Nächsten Mittwoch dürfte es voll werden in der Aula der Weseler Musik- und Kunstschule. Schließlich wird Ullrich Raupp dort nach 23-jähriger Tätigkeit am Marien-Hospital offiziell in den Ruhestand verabschiedet. Bei dieser Gelegenheit wird sich seine Nachfolgerin Stephanie Boßerhoff den geladenen Gästen vorstellen.

Raupp (65) gehört zu den außergewöhnlichsten Persönlichkeiten der Klinik. Einer, der seinen Beruf mit Herzblut betreibt und immer neue Ideen entwickelt. Seit 2007 ist der "dreifache Chefarzt" nicht nur für das Sozialpädiatrische Zentrum (SPZ) und die Interdisziplinäre Frühförderstelle (IFF) - beide seit 2012 untergebracht im schmucken Bau an der Breslauer Straße - zuständig, sondern auch für die Kinder- und Jugendpsychiatrie und Psychotherapie (KJPP) an der Dinslakener Landstraße. Ziel der drei Einrichtungen, in denen mittlerweile rund 100 Mitarbeiter tätig sind, ist es, dass aus Störungen keine chronischen Störungen werden. Raupp sagt es so: "Entwicklung ist unsere Aufgabe." Der aus Bonn stammende und in Flüren heimisch gewordene Arzt gehörte schon früh zu jenen Medizinern, die den Ansatz vertreten, dass biologische, psychische und soziale Faktoren in der Entwicklung eines jungen Menschen gemeinsam wirken - heute ist das Konsens in der Fachwelt.

Natürlich hat sich in der Arbeit von Raupp in den vergangenen 23 Jahren einiges geändert. Vor allem im psychosozialen Bereich haben die Krankheiten stark zugenommen. Beziehungs- und Verhaltensauffälligkeiten, ADHS, Depressionen, Angstzustände sowie Probleme mit Alkohol und Computersucht zählen an erster Stelle dazu. Ursachen sind aus seiner Sicht die Auflösung verlässlicher Familienverbände, fehlende Vorbilder und der hohe Stellenwert der Wirtschaft, die in vielen Fällen Vorrang vor der Menschlichkeit habe.

"In der Sozialpädiatrie versuchen wir", sagt Raupp, "Überforderung zu mindern und gemeinsam Orientierungspunkte für die Familie zu finden. Wir nutzen dabei die Ressourcen, die jeder Einzelne mitbringt und helfen, diese zu stärken. Schon aus dem ungeheuren Umfang der Möglichkeiten und Wege für Entwicklung und Orientierung wird deutlich, dass Sozialpädiatrie, Kinder- und Jugendpsychologie und Frühförderung nur im engen Miteinander vieler Berufsgruppen wirksam werden können sowie in der Zusammenarbeit und Vernetzung von Praxen, Einrichtungen, Institutionen, die mit Gesundheit und Entwicklung im Kindes- und Jugendalter zu tun haben."

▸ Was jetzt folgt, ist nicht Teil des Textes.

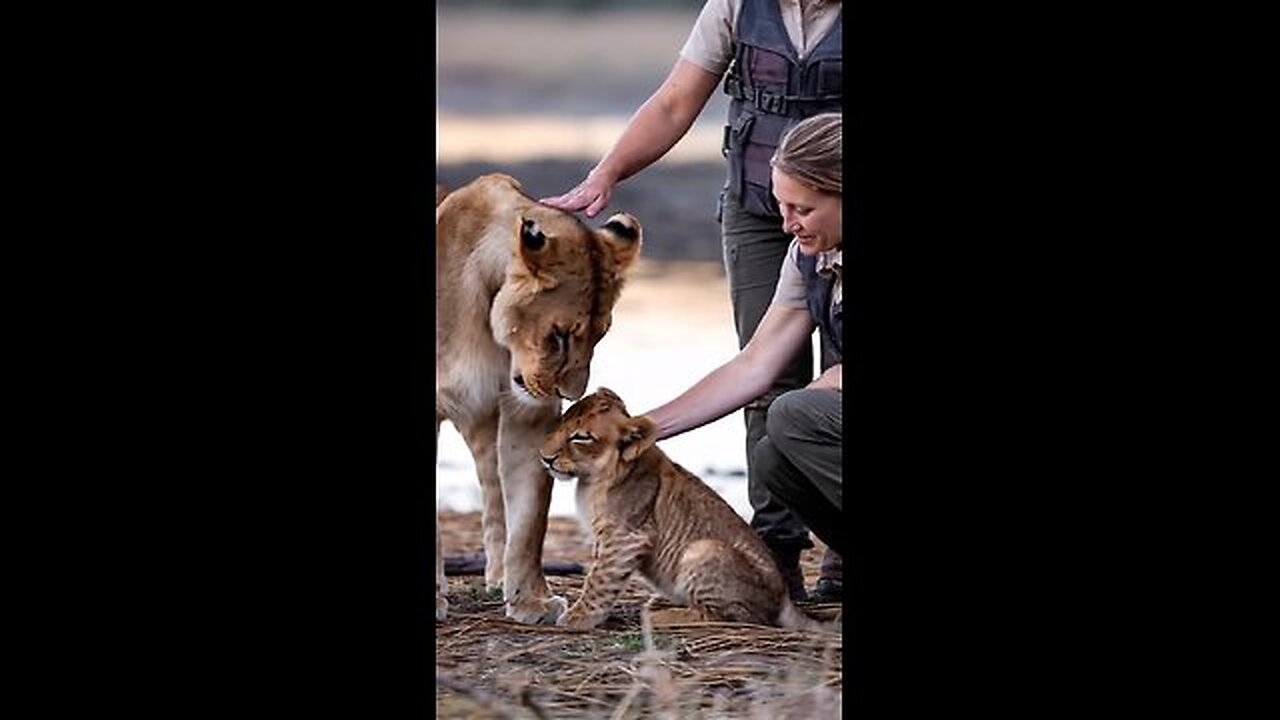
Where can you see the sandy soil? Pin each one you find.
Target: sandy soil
(489, 668)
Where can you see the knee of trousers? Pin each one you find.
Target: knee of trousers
(789, 419)
(766, 466)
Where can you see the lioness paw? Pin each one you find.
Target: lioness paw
(539, 611)
(577, 620)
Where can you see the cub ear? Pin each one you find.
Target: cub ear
(608, 393)
(534, 250)
(621, 233)
(638, 434)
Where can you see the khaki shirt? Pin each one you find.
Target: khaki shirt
(791, 291)
(712, 42)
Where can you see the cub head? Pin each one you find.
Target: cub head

Der scheidende Chefarzt ist überzeugt, dass die Arbeit in den drei Einrichtungen, in denen junge Patienten vom gesamten Niederrhein behandelt werden, in seinem Sinne fortgesetzt wird. Denn Nachfolgerin Stephanie Boßerhoff gehört bereits seit 2006 als Leitende Oberärztin und stellvertretende Leiterin zum SPZ-Team.

Die Mutter von drei, zum Teil erwachsenen Kindern stammt aus Voerde, wo sie mit ihrer Familie lebt. Zwar wird sie SPZ, Frühförderstelle und KJPP - die bisherige leitende Oberärztin Claudia Vogt übernimmt dort die ärztliche Leitung - nicht neu erfinden. Aber Boßerhoff will diese Einrichtungen innerhalb der gut funktionierenden Strukturen weiterentwickeln. "Sie wird nicht in meine Fußstapfen treten, sondern neue machen - und das ist gut so", sagt Raupp.

Der freut sich übrigens schon darauf, künftig mehr Zeit zum Backen, Kochen und Schreinern zu haben. Außerdem möchte der Vater von zwei erwachsenen Söhnen langjährige Freundschaften pflegen und sich ehrenamtlich engagieren. Zum Beispiel in der Kinder- beziehungsweise Behindertenhilfe. Im IFF, im SPZ und in der KJPP wird der 65-Jährige künftig gerne mal vorbeischauen. "Aber nur dann", sagt er lachend, "wenn ich eingeladen werde."